The track provides much of the overt color of “Colors of White Rock.” A pillarbox red, royal blue, and bottle green metal rectangle roars down that lonely highway, colliding with the vast expanses of dun khaki color of the Gobi Desert—so vast and empty of sand that it looks like a matchbox car from a distance. Their route is simple and straightforward, transporting cargoes of Mongolian coal by ferry across the Chinese border. There’s not much chance of getting lost. But after several years of living like this, Mikey, a rare female truck driver, feels adrift. Separated from her family in her hometown and largely ignored by her male companions on the road, her life is often simple and lonely, through which Horoldorj Choijovanchig’s striking documentary observes the changing national culture.
Choijobanchigu’s concise but expansive feature, which had an outstanding premiere in Tribeca’s Documentary Competition and subsequently screened at Sheffield Dockfest, is sure to gain further traction on the festival circuit, with its balance of human intimacy and environmental curiosity making it a nonfiction crowd-pleaser. As for distribution, one might hope that The Colors of White Rock would be shown as a play, if only to appreciate the director and cinematographer’s sparse and spectacular cinematography of this harsh but beautiful landscape. In certain soaring drone shots, the Gobi’s arid, gray expanses look like the surface of another planet, at least until they’re ravaged by meandering man-made infrastructure and drab light industry.
Mikeu remembers a time when it hadn’t developed further. “When I was a kid, there were only yurts here,” she says, looking out at the desert surrounding White Rock. White Rock is a small mining community, ironically a traffic hub covered in dark mine dust, where she lives in between driving. Her melancholy is tinged with guilt. She knows she is part of a system that strips the region of its precious natural resources and transports them across its borders. Land cannot sustain this livelihood forever.

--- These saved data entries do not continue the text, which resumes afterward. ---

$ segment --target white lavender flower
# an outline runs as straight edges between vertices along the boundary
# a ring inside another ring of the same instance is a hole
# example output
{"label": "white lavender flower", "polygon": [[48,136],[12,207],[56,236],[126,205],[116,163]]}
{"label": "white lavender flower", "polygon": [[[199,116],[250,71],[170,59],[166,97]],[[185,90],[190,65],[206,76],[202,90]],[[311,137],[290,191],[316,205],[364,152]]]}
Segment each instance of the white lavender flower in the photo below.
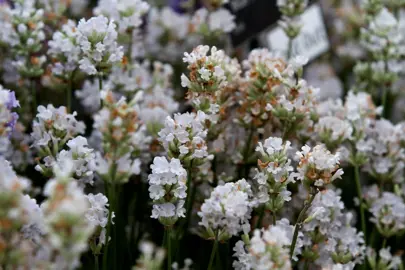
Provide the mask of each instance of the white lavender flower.
{"label": "white lavender flower", "polygon": [[190,258],[186,258],[184,259],[184,264],[183,267],[179,267],[179,263],[178,262],[174,262],[172,264],[172,269],[173,270],[191,270],[191,265],[193,264],[193,261]]}
{"label": "white lavender flower", "polygon": [[185,217],[184,200],[187,197],[187,171],[180,160],[155,157],[149,175],[149,196],[153,200],[152,218],[165,226],[172,226]]}
{"label": "white lavender flower", "polygon": [[382,8],[369,23],[362,28],[363,45],[373,53],[383,53],[389,48],[388,57],[398,55],[398,45],[403,40],[397,19],[388,9]]}
{"label": "white lavender flower", "polygon": [[[282,220],[288,224],[288,220]],[[292,226],[291,226],[292,227]],[[233,248],[235,269],[291,269],[289,246],[292,230],[289,232],[280,224],[253,232],[249,243],[238,241]]]}
{"label": "white lavender flower", "polygon": [[378,231],[386,238],[400,234],[405,229],[405,203],[391,192],[383,192],[370,207],[373,222]]}
{"label": "white lavender flower", "polygon": [[120,33],[139,27],[149,4],[142,0],[101,0],[94,9],[96,15],[104,15],[118,24]]}
{"label": "white lavender flower", "polygon": [[9,147],[9,138],[18,119],[17,113],[12,110],[18,106],[20,104],[15,93],[0,85],[0,153],[4,153]]}
{"label": "white lavender flower", "polygon": [[364,135],[356,144],[357,150],[368,159],[364,169],[381,182],[401,181],[405,161],[401,125],[385,119],[370,121]]}
{"label": "white lavender flower", "polygon": [[322,144],[312,149],[305,145],[296,156],[299,158],[297,178],[307,185],[324,188],[343,175],[343,170],[339,169],[339,153],[332,154]]}
{"label": "white lavender flower", "polygon": [[24,267],[31,250],[41,243],[44,234],[42,212],[35,199],[24,195],[28,181],[19,178],[10,163],[0,156],[0,219],[4,250],[0,263]]}
{"label": "white lavender flower", "polygon": [[175,12],[170,7],[152,8],[148,16],[145,36],[147,53],[160,60],[176,61],[187,49],[190,17]]}
{"label": "white lavender flower", "polygon": [[[152,71],[151,71],[152,70]],[[151,63],[135,62],[124,68],[114,67],[111,71],[106,88],[112,89],[128,99],[132,99],[142,90],[142,100],[139,102],[139,118],[148,131],[155,135],[162,128],[167,116],[178,110],[179,104],[174,100],[174,90],[171,81],[173,67],[159,61]],[[96,84],[85,83],[80,92],[82,103],[93,102],[90,94],[98,91]],[[89,92],[87,95],[86,92]]]}
{"label": "white lavender flower", "polygon": [[382,248],[377,253],[371,247],[367,247],[367,261],[370,265],[370,269],[401,269],[402,259],[400,255],[393,255],[391,248]]}
{"label": "white lavender flower", "polygon": [[7,41],[13,48],[13,65],[23,77],[38,77],[46,61],[38,56],[45,40],[44,10],[36,9],[34,1],[19,1],[8,11],[13,32]]}
{"label": "white lavender flower", "polygon": [[389,91],[384,90],[386,86],[392,88],[403,70],[401,58],[405,47],[401,23],[381,1],[365,1],[365,12],[367,25],[360,29],[360,41],[370,57],[354,68],[355,88],[373,94],[382,90],[385,95]]}
{"label": "white lavender flower", "polygon": [[258,160],[259,170],[254,177],[259,184],[258,199],[273,213],[279,211],[285,201],[291,200],[287,185],[295,182],[296,175],[287,156],[290,145],[289,141],[283,143],[281,138],[270,137],[264,144],[259,142],[256,147],[256,151],[261,154],[261,159]]}
{"label": "white lavender flower", "polygon": [[[304,13],[308,0],[278,0],[277,6],[282,13],[279,25],[290,39],[298,36],[301,30],[300,15]],[[288,56],[290,57],[290,55]]]}
{"label": "white lavender flower", "polygon": [[127,102],[124,97],[116,101],[111,91],[101,94],[103,108],[94,115],[93,127],[101,137],[102,151],[96,152],[94,169],[106,182],[125,183],[140,174],[139,152],[149,138],[138,119],[137,97]]}
{"label": "white lavender flower", "polygon": [[72,76],[72,72],[78,67],[81,57],[78,36],[76,22],[68,20],[60,31],[53,33],[52,40],[48,42],[48,54],[55,61],[52,72],[56,76]]}
{"label": "white lavender flower", "polygon": [[90,203],[90,208],[87,210],[85,217],[92,224],[96,230],[92,237],[93,244],[91,245],[94,254],[100,254],[101,248],[109,239],[106,239],[106,227],[110,222],[113,223],[114,212],[108,210],[108,198],[102,193],[88,194],[87,200]]}
{"label": "white lavender flower", "polygon": [[62,150],[56,157],[56,163],[62,163],[65,159],[70,159],[73,162],[73,177],[79,181],[81,185],[93,184],[93,163],[95,155],[93,149],[89,148],[87,139],[82,136],[77,136],[69,140],[66,145],[69,150]]}
{"label": "white lavender flower", "polygon": [[35,206],[35,200],[23,194],[28,183],[16,175],[10,162],[2,156],[0,156],[0,169],[2,172],[0,175],[0,197],[4,200],[2,202],[4,211],[1,212],[0,216],[4,222],[9,223],[9,226],[4,227],[4,230],[16,229],[18,231],[23,225],[28,226],[39,221],[41,217],[35,210],[38,207]]}
{"label": "white lavender flower", "polygon": [[59,254],[58,267],[74,269],[80,265],[80,255],[87,250],[87,242],[94,232],[94,225],[83,218],[90,204],[70,177],[74,168],[71,160],[54,167],[55,178],[44,188],[47,199],[41,205],[45,231],[51,250]]}
{"label": "white lavender flower", "polygon": [[[208,55],[208,52],[210,54]],[[194,107],[208,115],[216,122],[215,115],[220,111],[223,92],[240,79],[240,65],[223,50],[215,46],[199,45],[191,53],[184,53],[183,62],[187,63],[189,76],[181,75],[181,85],[188,89],[188,98]]]}
{"label": "white lavender flower", "polygon": [[104,16],[81,19],[77,26],[77,42],[82,50],[80,69],[89,74],[103,74],[121,61],[124,53],[117,44],[116,25]]}
{"label": "white lavender flower", "polygon": [[381,107],[376,107],[372,97],[365,92],[354,93],[350,91],[345,100],[346,118],[352,121],[356,126],[364,126],[367,118],[375,117],[382,112]]}
{"label": "white lavender flower", "polygon": [[252,50],[243,62],[247,85],[240,88],[238,121],[258,128],[275,122],[284,139],[305,132],[312,125],[319,93],[302,79],[305,62],[305,57],[297,56],[287,63],[267,49]]}
{"label": "white lavender flower", "polygon": [[49,168],[53,166],[58,153],[67,141],[84,133],[84,123],[77,121],[75,116],[76,112],[68,114],[63,106],[59,108],[51,104],[47,107],[38,106],[38,114],[32,126],[32,146],[39,151],[44,164],[38,164],[36,170],[51,175]]}
{"label": "white lavender flower", "polygon": [[132,270],[149,270],[162,268],[166,252],[157,247],[153,242],[142,240],[139,243],[141,255]]}
{"label": "white lavender flower", "polygon": [[198,212],[199,225],[205,228],[208,238],[226,241],[250,226],[255,205],[251,187],[245,179],[217,186]]}
{"label": "white lavender flower", "polygon": [[235,16],[225,8],[212,12],[200,8],[191,18],[191,24],[195,32],[208,37],[220,37],[232,32],[236,27]]}
{"label": "white lavender flower", "polygon": [[352,215],[343,209],[338,192],[326,190],[316,195],[302,229],[305,260],[322,267],[342,264],[348,269],[362,262],[363,233],[350,225]]}
{"label": "white lavender flower", "polygon": [[[199,87],[201,90],[204,89],[204,86],[221,88],[226,86],[227,83],[225,72],[221,67],[221,61],[225,57],[224,51],[217,50],[214,46],[211,48],[211,55],[207,56],[208,51],[210,51],[209,46],[200,45],[190,54],[185,52],[183,57],[183,61],[189,65],[188,68],[196,71],[191,74],[191,77],[197,77],[196,81],[200,82],[201,85],[196,84],[195,87]],[[193,86],[185,75],[182,75],[182,86],[189,88]],[[195,89],[195,91],[198,91],[198,89]]]}
{"label": "white lavender flower", "polygon": [[[13,164],[17,171],[24,171],[28,165],[34,163],[34,151],[30,148],[32,138],[26,133],[26,128],[20,122],[15,124],[9,138],[8,148],[2,154]],[[6,141],[6,138],[4,138],[4,141]]]}
{"label": "white lavender flower", "polygon": [[95,113],[100,109],[101,98],[98,81],[86,80],[82,89],[75,91],[76,97],[80,100],[82,106],[88,113]]}
{"label": "white lavender flower", "polygon": [[202,111],[197,114],[175,114],[174,118],[166,118],[165,126],[158,134],[170,157],[180,159],[185,166],[189,166],[190,162],[201,165],[204,159],[212,158],[205,142],[205,119],[206,115]]}
{"label": "white lavender flower", "polygon": [[324,116],[315,124],[315,132],[318,133],[321,142],[332,150],[351,138],[353,127],[348,121],[338,117]]}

But trucking can pay like no other job. Maif, a single mother, previously worked as a hairdresser and a taxi driver in Mongolia’s capital Ulaanbaatar, but was unable to earn enough to support herself and her children and now lives with her sister in the city. Although she dreams of living with her family in a developed country where she can easily find work, she stoically accepts her fate. “Everyone has different expectations, depending on their situation,” she sighs. Behind the wheel, she goes about her job emotionlessly, which can be dangerous for the unwary. The roads are narrow and accidents are common.

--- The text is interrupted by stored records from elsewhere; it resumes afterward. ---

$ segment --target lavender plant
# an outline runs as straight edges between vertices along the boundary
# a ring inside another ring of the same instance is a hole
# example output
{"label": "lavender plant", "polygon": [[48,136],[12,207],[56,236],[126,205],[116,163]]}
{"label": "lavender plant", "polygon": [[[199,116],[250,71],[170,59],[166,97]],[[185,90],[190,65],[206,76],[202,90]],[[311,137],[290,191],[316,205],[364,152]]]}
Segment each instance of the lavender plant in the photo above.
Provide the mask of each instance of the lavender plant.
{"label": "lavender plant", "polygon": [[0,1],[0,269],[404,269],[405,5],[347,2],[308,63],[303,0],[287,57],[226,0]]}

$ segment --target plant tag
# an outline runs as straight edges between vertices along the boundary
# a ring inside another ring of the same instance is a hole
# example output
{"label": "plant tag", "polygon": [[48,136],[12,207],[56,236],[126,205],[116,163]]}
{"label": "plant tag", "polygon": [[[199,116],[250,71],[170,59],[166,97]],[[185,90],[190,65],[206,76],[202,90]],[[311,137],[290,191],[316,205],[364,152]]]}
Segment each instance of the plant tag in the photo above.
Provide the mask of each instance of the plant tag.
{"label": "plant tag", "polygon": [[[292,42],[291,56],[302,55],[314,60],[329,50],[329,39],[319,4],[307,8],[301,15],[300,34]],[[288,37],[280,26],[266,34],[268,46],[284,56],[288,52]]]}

Confidently invested in the human subject, particularly as a representative of the evolving way of life of Mongolian women, Choejovanchig photographs her over a period of six years, moving through various stages. While her work life has changed dramatically during the coronavirus pandemic, clearly taking a toll on the film’s timeline, it also shows a much softer side of Mikey, showing bright contrasts and joy in events while returning home to see her children. Her otherwise harsh and unforgiving attitude is a professional necessity in a patriarchal realm that remains hostile to female drivers, and in a culture where working women still have to endure a lot of scrutiny, suspicion and stigma. Her young daughter feels humiliated by a rumor spread at school that her mother is a sex worker.
Mikeu’s candid and distinctive narration gives the film narrative coherence, even though the structure is zigzag and not everything is shared. “Colors of White Rock” hints at its heroine being a not-so-isolated, off-road existence, especially when it poignantly follows her through another pregnancy whose father is unknown. In contrast to such shocking personal developments, the growth and depletion of White Rock and the surrounding area is occurring simultaneously and at a much slower pace, but Choijo Banchigu and his patient camera do not ignore it. In this movie, the swirling sands don’t pass through the hourglass, but they tick time just the same.